Eda se réveilla avec le poids d’une réalité qu’elle ne voulait pas affronter. Le souvenir de la nuit précédente, aussi intense que perturbant, l’envahissait à chaque seconde qui passait. Elle ferma les yeux un instant, souhaitant se rendormir et échapper au tourbillon d’émotions qui la submergeait, mais elle savait qu’elle ne le pouvait pas. Malgré l’intimité partagée avec Christopher, un pincement d’insécurité lui transperça le cœur.

Les souvenirs de cette intimité avec cet homme faisaient frissonner son corps en se remémorant les coups de reins profonds et la façon dont son petit corps supportait les pénétrations de cet imposant homme qui s’emparait d’elle centimètre par centimètre.

Le lit était vide. Christopher n’était plus là. Avec un soupir de soulagement tremblant, Eda se leva et décida de prendre une douche. L’eau froide coulait sur sa peau comme une tentative désespérée d’effacer les traces de ce qui s’était passé, de rincer les vestiges d’une connexion qui, bien que désirée sur le moment, la tourmentait désormais. Elle se regarda dans le miroir en se séchant, cherchant une réponse dans son reflet, mais tout ce qu’elle trouva, c’était une expression de doute et de vulnérabilité ; son corps portait les traces des suçons que Christopher avait laissés sur elle, et aussitôt, son petit visage se teinta d’un rouge intense.

Quand elle descendit enfin dans la salle à manger, ce qu’elle vit la laissa pétrifiée. Patricia, l’ex-fiancée de Christopher, était là, assise en face de lui, partageant un petit-déjeuner qui semblait bien trop intime à son goût. Le cœur d’Eda se serra en les voyant.

Une vague de malaise s'empara d'elle. Elle ne put s'empêcher de repenser à la nuit précédente, au moment où elle s'était entièrement donnée à cet homme qui lui semblait désormais si étranger, assis aux côtés d'une autre femme. Bien sûr, Eda savait parfaitement que Patricia n'était pas n'importe quelle femme : c'était son grand amour. La petite femme prit une profonde inspiration avant de poser le pied sur la marche suivante. Elle avait trop attendu, hésitant entre retourner dans sa chambre ou affronter ce qui l’attendait en bas. Mais maintenant, il n’y avait plus de retour en arrière possible ; Christopher et Patricia l’avaient vue. Le regard de Patricia, perçant et chargé de sens, la transperça comme un poignard.
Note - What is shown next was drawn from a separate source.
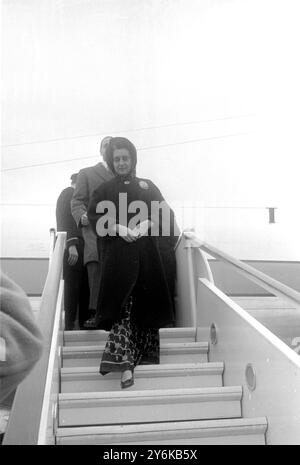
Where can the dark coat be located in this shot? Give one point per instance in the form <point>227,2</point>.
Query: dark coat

Christopher, en revanche, restait impassible, avec son air calme habituel qui cachait en réalité un jugement constant.

À chaque pas, Eda sentait ses pieds devenir plus lourds. Arrivée en bas de l’escalier, elle jeta un coup d’œil vers le salon, cherchant un endroit où s’asseoir sans trop croiser le regard du couple. Elle choisit le coin le plus éloigné de la table où ils se trouvaient. Cependant, à peine s’était-elle installée que Patricia pivota sur sa chaise et, avec un sourire qui n’atteignait pas ses yeux, rompit le silence.

— Eda, ma chérie, quel plaisir de te voir enfin descendre. Je pensais que tu préférerais rester en haut… mais j’imagine qu’il y a des choses qu’on *doit* tout simplement faire, n’est-ce pas ? — dit Patricia d’un ton léger, mais qui cachait une pointe d’ironie difficile à ignorer.
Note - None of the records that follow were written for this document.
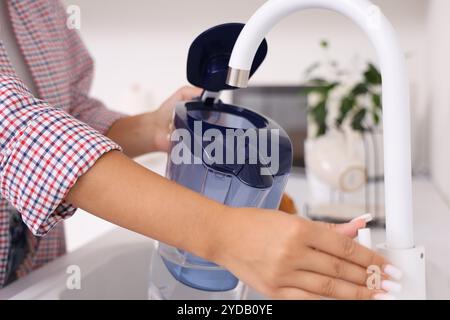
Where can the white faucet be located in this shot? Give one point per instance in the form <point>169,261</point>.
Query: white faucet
<point>400,248</point>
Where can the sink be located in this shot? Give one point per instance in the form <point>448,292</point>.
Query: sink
<point>114,266</point>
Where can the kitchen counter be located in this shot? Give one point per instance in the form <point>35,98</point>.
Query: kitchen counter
<point>115,265</point>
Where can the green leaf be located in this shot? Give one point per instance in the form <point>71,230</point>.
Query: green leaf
<point>376,99</point>
<point>358,120</point>
<point>359,89</point>
<point>320,86</point>
<point>347,105</point>
<point>372,75</point>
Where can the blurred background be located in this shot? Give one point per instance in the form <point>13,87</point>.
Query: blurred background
<point>140,49</point>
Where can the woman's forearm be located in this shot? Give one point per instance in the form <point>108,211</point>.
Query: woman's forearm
<point>120,191</point>
<point>137,134</point>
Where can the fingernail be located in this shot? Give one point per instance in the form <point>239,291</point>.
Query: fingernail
<point>366,217</point>
<point>391,286</point>
<point>393,272</point>
<point>384,296</point>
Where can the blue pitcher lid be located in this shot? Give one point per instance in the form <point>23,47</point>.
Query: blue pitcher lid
<point>209,54</point>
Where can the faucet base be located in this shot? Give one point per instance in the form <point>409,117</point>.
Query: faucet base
<point>412,263</point>
<point>238,78</point>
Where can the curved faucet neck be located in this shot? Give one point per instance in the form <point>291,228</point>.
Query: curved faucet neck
<point>396,113</point>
Eda serra les mains sur ses genoux et leva les yeux avec effort.

— Oui, bien sûr. Parfois, on n’a pas le choix.

Patricia laissa échapper un petit rire, presque moqueur.

— Oh, ma chérie, je ne fais jamais rien par obligation. Tout ce que je fais, c’est parce que j’en ai envie, parce que ça me plaît. N’est-ce pas, Christopher ? demanda-t-elle en se tournant vers lui.
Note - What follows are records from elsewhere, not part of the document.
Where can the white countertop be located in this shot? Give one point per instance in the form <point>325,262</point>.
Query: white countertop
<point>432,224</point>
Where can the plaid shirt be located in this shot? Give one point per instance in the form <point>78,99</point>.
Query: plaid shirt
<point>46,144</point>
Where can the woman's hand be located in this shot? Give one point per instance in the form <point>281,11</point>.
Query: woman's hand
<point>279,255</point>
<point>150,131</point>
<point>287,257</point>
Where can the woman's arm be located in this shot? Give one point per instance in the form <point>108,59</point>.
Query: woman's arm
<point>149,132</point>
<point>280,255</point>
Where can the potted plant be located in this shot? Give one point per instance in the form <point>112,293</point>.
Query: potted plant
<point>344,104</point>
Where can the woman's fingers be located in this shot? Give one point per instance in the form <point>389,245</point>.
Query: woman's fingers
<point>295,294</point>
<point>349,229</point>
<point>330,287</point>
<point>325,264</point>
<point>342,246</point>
Christopher acquiesça d’un léger hochement de tête, sans quitter Eda des yeux. Même s’il ne dit rien, son silence en disait plus long que mille mots, l’homme fixant son mari en se remémorant comment le corps d’Eda gémissait sous le sien la nuit dernière.

— C’est curieux de voir comment certaines femmes croient que s’adapter à certaines circonstances fait partie de leur devoir… — continua Patricia, reportant son attention sur Eda. Mais je pense que la vie est trop courte pour répondre à des attentes qui ne viennent pas de notre cœur. Qu’en penses-tu ?

Eda déglutit, sentant la tension dans sa poitrine monter à chaque mot de Patricia. Il était évident que cette conversation n’était pas une simple discussion informelle. Chaque phrase était calculée pour la faire se sentir hors de propos, pour lui rappeler qu’elle était là parce qu’elle n’avait pas d’autre choix.

— Je suppose que chacun a sa façon d’affronter les choses, répondit finalement Eda, s’efforçant de garder son calme.

Patricia sourit, comme si cette réponse avait confirmé quelque chose qu’elle savait déjà.

— Tu as raison, ma chérie. Même si, bien sûr, toutes les décisions ne sont pas aussi… libres. Certaines personnes n’ont tout simplement pas le luxe de choisir.

Le coup était direct, mais Eda ne broncha pas. Elle redressa le dos et soutint le regard de Patricia pendant quelques secondes avant de détourner les yeux vers Christopher. Il restait silencieux, les observant avec une expression indéchiffrable. Impossible de savoir s’il appréciait la scène ou s’il attendait simplement d’intervenir si la situation dégénérait.

Patricia, voyant qu’Eda ne se laisserait pas prendre au jeu aussi facilement, prit sa tasse de café et la leva légèrement vers elle.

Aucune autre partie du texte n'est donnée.